What’s your latest project?

We’ve just launched VIMI (the Viral Interruption Medicines Initiative), a non-profit whose mission is to ​develop the drug treatments urgently needed to fight COVID 19 and the next pandemic​. VIMI aims to develop 10 drugs ready to be tested in clinical trials as soon as the next pandemic hits. We’ve secured partnerships with universities in the United States and Europe, and with a non-profit affiliate called ​READDI (the Rapidly Emerging Antiviral Drug Development Initiative)​, which was formed to facilitate fundraising from American philanthropists.

We will operate under extreme open science principles: sharing research, no patents, not for profit.
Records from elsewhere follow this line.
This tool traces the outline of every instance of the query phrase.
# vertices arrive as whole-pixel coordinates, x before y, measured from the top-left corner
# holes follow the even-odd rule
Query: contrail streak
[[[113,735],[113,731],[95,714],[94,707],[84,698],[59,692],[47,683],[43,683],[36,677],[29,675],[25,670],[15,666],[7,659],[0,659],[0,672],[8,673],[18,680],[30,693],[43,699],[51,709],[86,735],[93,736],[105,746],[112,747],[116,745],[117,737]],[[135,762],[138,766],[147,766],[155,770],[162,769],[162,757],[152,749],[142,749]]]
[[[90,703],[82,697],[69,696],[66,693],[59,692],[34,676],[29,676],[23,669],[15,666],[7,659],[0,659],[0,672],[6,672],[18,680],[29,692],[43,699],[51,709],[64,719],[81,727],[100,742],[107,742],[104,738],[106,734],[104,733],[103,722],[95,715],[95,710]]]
This isn’t a new idea. We are copying shamelessly from other successful open- science pharmaceutical companies — like DNDi, the Drugs for Neglected Diseases Initiative, or Doctors without Borders’ Access Campaign, both of which are successful, open-science models of drug discovery for the developing world.

We need catalytic funding from governments, foundations, and other partners to make this a going concern.

Is open science a viable business model?

Yes. One viable option, for example, is to offer pharmaceutical companies a license to produce the new medications at a reasonable profit over cost.

Naysayers will argue that an open-science model works only for neglected diseases, or diseases of developing countries, because clearly there’s no rational way for an investor to invest in those. But I argue that the market doesn’t work for any disease. It’s not working for Alzheimer’s, or Parkinson’s, or pediatric cancer, and I can just keep going.

And — as we can all see right now — the current system is not working in a pandemic. When we awake from the scope of COVID-19, we will realize that millions of people died in the developing world from this virus. Millions. And what poor countries cannot afford is what the world cannot afford. If Malawi, for example, does not strike out its COVID threat, it is going to come back. We need to think about global eradication, not local. And we need to do it now.